In The Trenches





We raced through what appeared to be all-consuming darkness and impenetrable fog. It seemed more like flying than driving as the headlights of "Big Red's" chevy blazer took a timid and ineffective peek into a night which refused to be exposed. We called him "Big Red" partly because of his physical stature (standing at six feet five inches and weighing 300 lbs made him hard to miss); and partly because of the tendency his face had to flush "beet red" whenever he was heavily intoxicated and/or drugged. He was definitely living up to his name on this evening.

We had begun this Kamikaze mission a couple of days prior, drinking heavily and smoking a lot of hashish. The combined effect of sleep depravation and substance abuse was considerable, making both time and space too abstract to be taken seriously. As we careened down the barely visible, unfinished section of road which had been graded only hours before, we didn't know where it led... but it didn't matter,we were driving...we were driving fast.

Our ears were assaulted by the explosive sound of dozens of chiming clocks...the Pink Floyd song "Time" blasted out "Another day older and closer to death." We joined together in delirious song, the air heavy with the musky "burnt rope" smell of yet another hash joint..."man, I'm messed up" Red garbled, taking a second to turn away from his high speed navigation, "Yeah, ain't it great ?" I replied.

My life hadn't always been like this. There had been a day when I would have been described as a "good kid", but by this particular evening, that description was certainly no longer a valid one. One by one my "dreams" had died...one bad decision after another, I had begun to die with them. No, I didn't consciously plan to end up like this, and yet everything in my life had led to this moment; this one surrealistic, drug-induced, psychotic, snapshot in time...

"Another day older and closer to death...." I reached over, turning down the stereo, "Pull over man, I've gotta get rid of some of this beer I've been drinkin." Red didn't even look my way, he merely shouted a string of obscenities in my direction and turned the music back up.

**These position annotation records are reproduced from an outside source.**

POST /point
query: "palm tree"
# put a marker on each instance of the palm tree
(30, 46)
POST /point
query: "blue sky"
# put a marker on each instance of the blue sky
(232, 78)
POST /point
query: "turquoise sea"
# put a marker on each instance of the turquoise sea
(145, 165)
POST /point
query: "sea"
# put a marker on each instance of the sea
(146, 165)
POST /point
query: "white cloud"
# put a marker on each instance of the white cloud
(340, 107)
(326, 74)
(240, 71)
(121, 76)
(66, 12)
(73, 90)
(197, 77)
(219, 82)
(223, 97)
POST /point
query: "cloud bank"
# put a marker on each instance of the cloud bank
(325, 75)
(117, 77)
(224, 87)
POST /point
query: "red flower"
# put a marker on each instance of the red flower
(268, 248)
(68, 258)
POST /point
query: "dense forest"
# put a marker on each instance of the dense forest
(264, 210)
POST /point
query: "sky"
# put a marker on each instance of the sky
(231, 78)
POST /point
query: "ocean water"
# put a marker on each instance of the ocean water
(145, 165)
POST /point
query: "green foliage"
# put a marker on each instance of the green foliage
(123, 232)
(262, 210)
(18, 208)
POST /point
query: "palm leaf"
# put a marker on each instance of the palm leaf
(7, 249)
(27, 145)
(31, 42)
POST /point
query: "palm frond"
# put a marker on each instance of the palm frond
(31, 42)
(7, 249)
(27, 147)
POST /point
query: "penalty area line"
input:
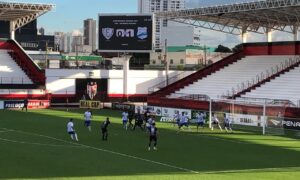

Somehow, over a period of years, my friends had been replaced by thugs, drug dealers, and criminals of varying stature and reputation. Red was at this particular time my best/worst friend. We'd been through a lot together, and although we seldom saw eye to eye, we were definitely inclined to stand back to back, and had done so several times. I guess we had a kind of battlefield trench-like relationship. What fell short of respect (and much did), found its way into the category of either tolerance or indifference.

I reached over once again, muting the music and lashing out with a particularly viscous and creative tirade of insults and expletives, grabbing the keys and threatening to "shut down" both the truck and the driver if he didn't stop immediately. Swearing under his breath, he pulled to the side. Taking the keys for insurance,I paused several feet in front of the truck to find relief. In the distance, I heard the faint but undeniable sound of waves striking the shore. My decision to explore ended abruptly and in fearful sobriety. Only three truck lengths in front of where we had stopped yielded boulders several times larger than our vehicle. If by some incredible fluke we had broken through this formidable barrier, we would have met with an eighty foot plunge into the Bay of Fundy. We paused for several moments to marvel over what we considered to be our tremendous "good fortune"; but there was to be no soul searching or deep introspection that night.

We couldn't see the element of spiritual warfare (Eph 6:12), or the Lord's hand in saving our lives that night.

We couldn't see the near tragic irony in the song that was still screaming out " Another day older and closer to death."

We couldn't see that God is not slow in keeping His promise...but patient...not wanting anyone to perish (2Pet 3:9).

We couldn't see, because Satan has blinded the minds of unbelievers. (2Cor 4:4)

It would take another fifteen years for me, but just as the loving hand of God pierced the fog and darkness to save us from certain death that night, He would also pierce the darkness of my mind and shed light and truth within my heart, obliterating the stronghold of Satan's delusion, and bringing me into His eternal life.

Looking back, I rejoice in God's mercy and deliverance... looking ahead, I rejoice in His patience.

I'm saved...Big Red's still in the trenches.